A Ship Without Sails

By Darvell Hunt

A writer without goals is like a ship without sails. It’s hard to gain the momentum needed or maintain the direction required to succeed in today’s publishing world without having rigorous goals—and what better time to set writing goals than the beginning of a new year?

Yes, New Year Resolutions are a bit of a cliché and you may argue that nobody keeps them. I personally committed to eight resolutions last year, but only accomplished three of them—but they were big ones and required significant work, so I consider my 2010 resolutions to be a success.

But how do you set useful, productive writing resolutions? I start with just ONE thing I want to accomplish for the year. It shouldn’t be a wish or a desire, but a real goal that you believe you can accomplish. And, even more important than the goal itself, you have to believe you can achieve it.

For me, I’m setting just one major goal: to get representation for my middle-grade science-fiction/fantasy novel. This novel is written and polished and ready to be sent out, but the hard work now is getting an agent for it. My goal is NOT to get it picked up by a publisher, because that’s the agent’s work. My goal is to land the agent. This goal is realistic, though challenging, and I believe I can do it.

So, what does this goal involve? First, polishing the query letter and the pitch, then doing the footwork—submitting and following up with queries to agents. It’s silly to have such a great novel—and I think I have such—just to let it sit because I haven’t done enough agent querying.
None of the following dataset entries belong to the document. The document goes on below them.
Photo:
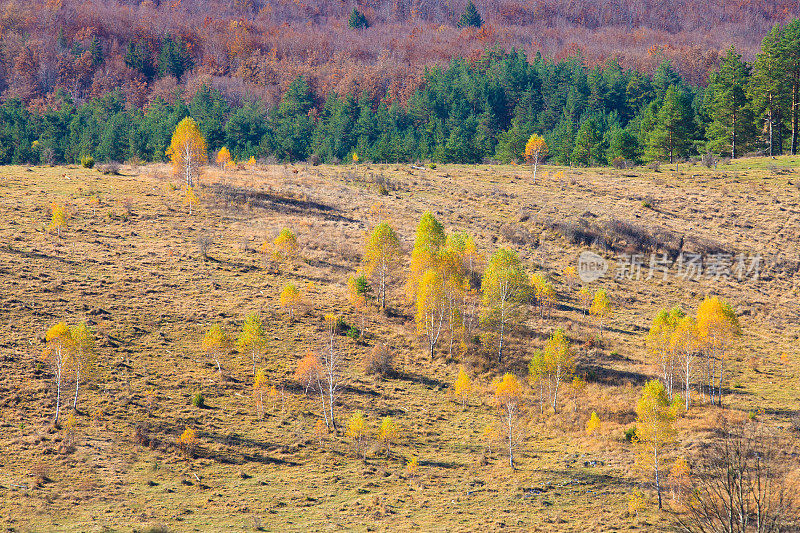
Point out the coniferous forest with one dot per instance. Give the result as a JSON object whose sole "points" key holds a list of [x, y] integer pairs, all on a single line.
{"points": [[75, 85]]}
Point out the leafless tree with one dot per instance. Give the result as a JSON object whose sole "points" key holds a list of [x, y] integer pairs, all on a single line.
{"points": [[740, 484]]}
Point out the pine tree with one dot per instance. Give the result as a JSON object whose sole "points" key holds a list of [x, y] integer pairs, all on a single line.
{"points": [[790, 66], [587, 144], [83, 354], [188, 150], [535, 151], [252, 337], [655, 429], [505, 288], [669, 137], [57, 352], [731, 126], [508, 395], [357, 20], [216, 344], [768, 88]]}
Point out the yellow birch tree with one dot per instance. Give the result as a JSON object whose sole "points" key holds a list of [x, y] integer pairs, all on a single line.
{"points": [[655, 429], [187, 150], [535, 151], [252, 337], [381, 255]]}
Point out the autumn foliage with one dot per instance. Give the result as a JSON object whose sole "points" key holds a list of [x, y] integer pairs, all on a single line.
{"points": [[187, 151]]}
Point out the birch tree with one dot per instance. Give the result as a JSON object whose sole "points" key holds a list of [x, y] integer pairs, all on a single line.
{"points": [[655, 429], [381, 255], [505, 289]]}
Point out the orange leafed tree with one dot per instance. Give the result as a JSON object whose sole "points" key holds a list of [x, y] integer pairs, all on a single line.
{"points": [[309, 374], [188, 150], [223, 156], [508, 394]]}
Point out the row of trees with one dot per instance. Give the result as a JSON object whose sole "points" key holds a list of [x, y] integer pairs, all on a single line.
{"points": [[469, 111], [693, 349]]}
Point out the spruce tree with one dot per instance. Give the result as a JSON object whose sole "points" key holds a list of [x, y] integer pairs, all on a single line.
{"points": [[669, 137], [587, 143], [471, 17], [731, 126]]}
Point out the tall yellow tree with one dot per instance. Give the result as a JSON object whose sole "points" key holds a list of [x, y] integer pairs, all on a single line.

So, what’s YOUR writing goal? How are you going to craft your sails so that the wind will catch your ship and sail you onto publishing success? Don’t treat this lightly and don’t just wish for it—make it happen. Decide upon one success that you want to achieve and put your time and energy into it. If you reach your goal and still have time left in the year, you can create other goals, but it’s best not to cloud your point of view with too many tasks in the beginning.
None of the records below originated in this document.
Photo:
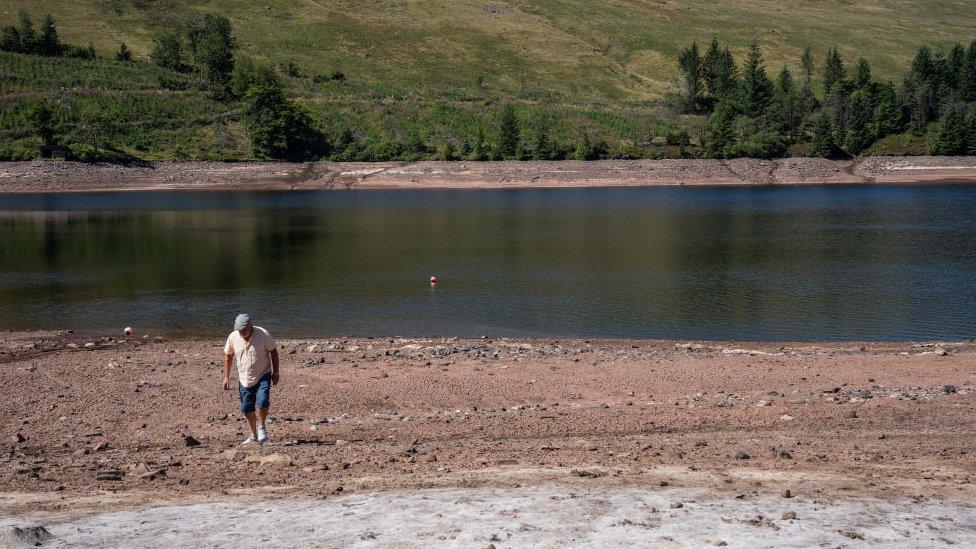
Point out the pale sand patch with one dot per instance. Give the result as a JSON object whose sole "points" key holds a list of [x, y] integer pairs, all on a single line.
{"points": [[541, 516]]}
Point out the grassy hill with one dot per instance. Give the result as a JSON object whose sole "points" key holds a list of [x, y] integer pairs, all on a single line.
{"points": [[603, 66]]}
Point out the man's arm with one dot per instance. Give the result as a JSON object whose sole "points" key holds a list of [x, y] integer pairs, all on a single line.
{"points": [[228, 360], [275, 367]]}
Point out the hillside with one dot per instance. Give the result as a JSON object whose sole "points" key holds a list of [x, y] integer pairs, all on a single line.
{"points": [[590, 51], [439, 71]]}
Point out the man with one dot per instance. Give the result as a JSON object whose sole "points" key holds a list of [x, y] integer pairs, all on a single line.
{"points": [[256, 355]]}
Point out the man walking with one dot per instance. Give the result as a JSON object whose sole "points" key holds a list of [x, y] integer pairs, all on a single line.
{"points": [[256, 355]]}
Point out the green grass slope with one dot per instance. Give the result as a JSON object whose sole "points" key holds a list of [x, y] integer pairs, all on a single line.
{"points": [[590, 51], [437, 71]]}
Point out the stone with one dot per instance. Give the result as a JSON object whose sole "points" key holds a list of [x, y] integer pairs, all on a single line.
{"points": [[107, 474], [34, 536], [271, 460]]}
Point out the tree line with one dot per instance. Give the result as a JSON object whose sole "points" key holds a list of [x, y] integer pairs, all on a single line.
{"points": [[828, 108], [750, 114]]}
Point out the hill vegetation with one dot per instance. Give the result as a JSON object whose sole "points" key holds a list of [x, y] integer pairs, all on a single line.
{"points": [[371, 80]]}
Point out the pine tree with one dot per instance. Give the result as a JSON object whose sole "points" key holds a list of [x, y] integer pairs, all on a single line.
{"points": [[807, 63], [954, 66], [888, 113], [967, 76], [690, 63], [822, 140], [123, 54], [213, 48], [508, 133], [721, 131], [949, 137], [756, 87], [719, 72], [834, 73], [858, 135]]}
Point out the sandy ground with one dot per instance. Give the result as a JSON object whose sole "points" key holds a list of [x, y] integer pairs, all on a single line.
{"points": [[56, 176], [506, 442]]}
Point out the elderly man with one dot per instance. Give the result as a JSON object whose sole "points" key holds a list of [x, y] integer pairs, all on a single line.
{"points": [[257, 368]]}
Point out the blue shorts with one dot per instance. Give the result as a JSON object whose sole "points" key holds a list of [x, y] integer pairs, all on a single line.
{"points": [[257, 396]]}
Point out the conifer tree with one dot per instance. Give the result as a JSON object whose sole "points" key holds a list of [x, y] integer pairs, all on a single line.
{"points": [[756, 87], [822, 139], [508, 133], [690, 62], [49, 44]]}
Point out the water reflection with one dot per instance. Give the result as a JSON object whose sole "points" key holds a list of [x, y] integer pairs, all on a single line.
{"points": [[868, 263]]}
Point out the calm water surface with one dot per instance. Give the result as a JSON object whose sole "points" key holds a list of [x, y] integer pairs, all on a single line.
{"points": [[810, 263]]}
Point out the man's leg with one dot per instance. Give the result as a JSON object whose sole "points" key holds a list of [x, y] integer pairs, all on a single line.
{"points": [[247, 408], [252, 422]]}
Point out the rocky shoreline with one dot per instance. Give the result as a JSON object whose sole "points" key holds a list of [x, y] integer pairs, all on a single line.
{"points": [[103, 423], [64, 176]]}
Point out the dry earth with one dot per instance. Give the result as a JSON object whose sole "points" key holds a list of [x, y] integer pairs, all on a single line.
{"points": [[443, 442], [56, 176]]}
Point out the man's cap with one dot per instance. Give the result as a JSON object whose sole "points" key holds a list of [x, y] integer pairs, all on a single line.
{"points": [[242, 321]]}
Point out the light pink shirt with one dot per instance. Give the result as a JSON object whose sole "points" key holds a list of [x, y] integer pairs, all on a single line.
{"points": [[252, 358]]}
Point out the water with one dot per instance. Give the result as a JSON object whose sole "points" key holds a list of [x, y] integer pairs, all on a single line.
{"points": [[775, 264]]}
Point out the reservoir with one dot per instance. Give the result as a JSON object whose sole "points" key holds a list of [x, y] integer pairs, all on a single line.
{"points": [[812, 263]]}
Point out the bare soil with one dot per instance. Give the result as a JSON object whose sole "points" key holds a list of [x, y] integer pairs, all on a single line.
{"points": [[59, 176], [108, 416]]}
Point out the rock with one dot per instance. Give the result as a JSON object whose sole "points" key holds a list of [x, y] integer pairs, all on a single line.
{"points": [[107, 474], [34, 536], [271, 460]]}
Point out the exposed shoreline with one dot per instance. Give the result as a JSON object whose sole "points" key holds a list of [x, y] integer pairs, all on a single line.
{"points": [[64, 176], [861, 429]]}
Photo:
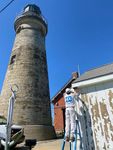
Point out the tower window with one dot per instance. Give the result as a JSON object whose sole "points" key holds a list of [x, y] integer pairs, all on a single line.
{"points": [[13, 58]]}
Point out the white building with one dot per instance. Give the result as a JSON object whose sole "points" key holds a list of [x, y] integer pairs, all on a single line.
{"points": [[96, 107]]}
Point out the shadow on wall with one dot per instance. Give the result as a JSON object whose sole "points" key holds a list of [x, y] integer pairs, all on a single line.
{"points": [[86, 127]]}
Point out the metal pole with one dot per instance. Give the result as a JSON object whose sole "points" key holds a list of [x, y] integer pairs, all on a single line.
{"points": [[9, 118]]}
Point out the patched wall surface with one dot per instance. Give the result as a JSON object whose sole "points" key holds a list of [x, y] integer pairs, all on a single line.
{"points": [[97, 121]]}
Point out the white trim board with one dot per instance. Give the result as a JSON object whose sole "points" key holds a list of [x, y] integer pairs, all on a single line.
{"points": [[93, 81]]}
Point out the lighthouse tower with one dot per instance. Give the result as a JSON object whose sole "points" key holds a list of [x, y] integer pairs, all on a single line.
{"points": [[28, 69]]}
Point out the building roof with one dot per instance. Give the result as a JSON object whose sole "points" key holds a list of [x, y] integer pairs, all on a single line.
{"points": [[62, 90], [96, 72]]}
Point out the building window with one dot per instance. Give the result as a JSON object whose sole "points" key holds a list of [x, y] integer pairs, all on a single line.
{"points": [[13, 58]]}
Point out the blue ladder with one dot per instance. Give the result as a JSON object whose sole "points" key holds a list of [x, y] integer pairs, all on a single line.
{"points": [[74, 144]]}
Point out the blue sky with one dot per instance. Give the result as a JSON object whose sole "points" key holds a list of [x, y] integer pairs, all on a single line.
{"points": [[80, 32]]}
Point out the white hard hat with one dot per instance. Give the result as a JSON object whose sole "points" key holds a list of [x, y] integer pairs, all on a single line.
{"points": [[68, 90]]}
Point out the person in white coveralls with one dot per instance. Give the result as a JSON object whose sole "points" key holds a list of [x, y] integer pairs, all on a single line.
{"points": [[70, 97]]}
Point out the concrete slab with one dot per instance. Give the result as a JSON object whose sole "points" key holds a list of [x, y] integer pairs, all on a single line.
{"points": [[48, 145]]}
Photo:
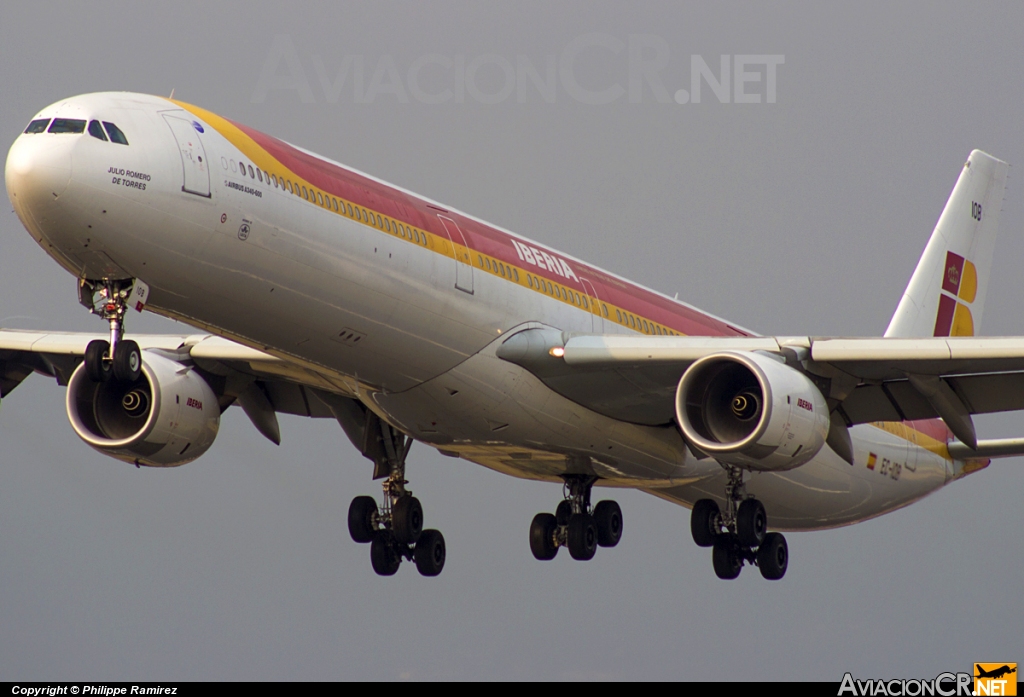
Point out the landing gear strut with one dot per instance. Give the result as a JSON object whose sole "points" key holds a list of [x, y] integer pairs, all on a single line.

Sure, you can have other non-writing resolutions—and I recommend that you do—but I suggest you focus your writing toward a single goal and work toward finishing it before setting other goals. (That doesn’t mean you can’t work on other things, though—just remember what’s most important.)

Now. I have one more suggestion—tell everybody you know about it. Tell your friends, blog about it, tell your family and the people at work. Create an expectation in others that you will succeed. This gives you somebody to report back to. If you have somebody with whom to share your success, you will be more motivated to work toward it.

And, while you’re telling others, shoot me off a quick message to let me know what you’re doing. I’ll join your cheer squad!

And, lastly, DO IT NOW. Don’t wait. If it’s worth doing, it’s worth doing NOW!

4 comments:

kbrebes said...

Very inspirational and motivating! I plan to outline and then write and polish a 60,000 word LDS novel.

Keith N Fisher said...

good luck with your goals. hang in there

Maggie said...

I plan to market Growing Up Gracie. I hope to submit a novel I am in the cleaning up stages on. And I hope to complete a rough draft of a second novel involving the Fremont All-Mormerican Family. It's shaping up to be a busy year!

Michael Knudsen said...

I'm inspired, Darvell! I will sell as many copies of The Rogue Shop person-to-person as I can, and I will hunker down and get the first draft of my new book done in 2011, or bust!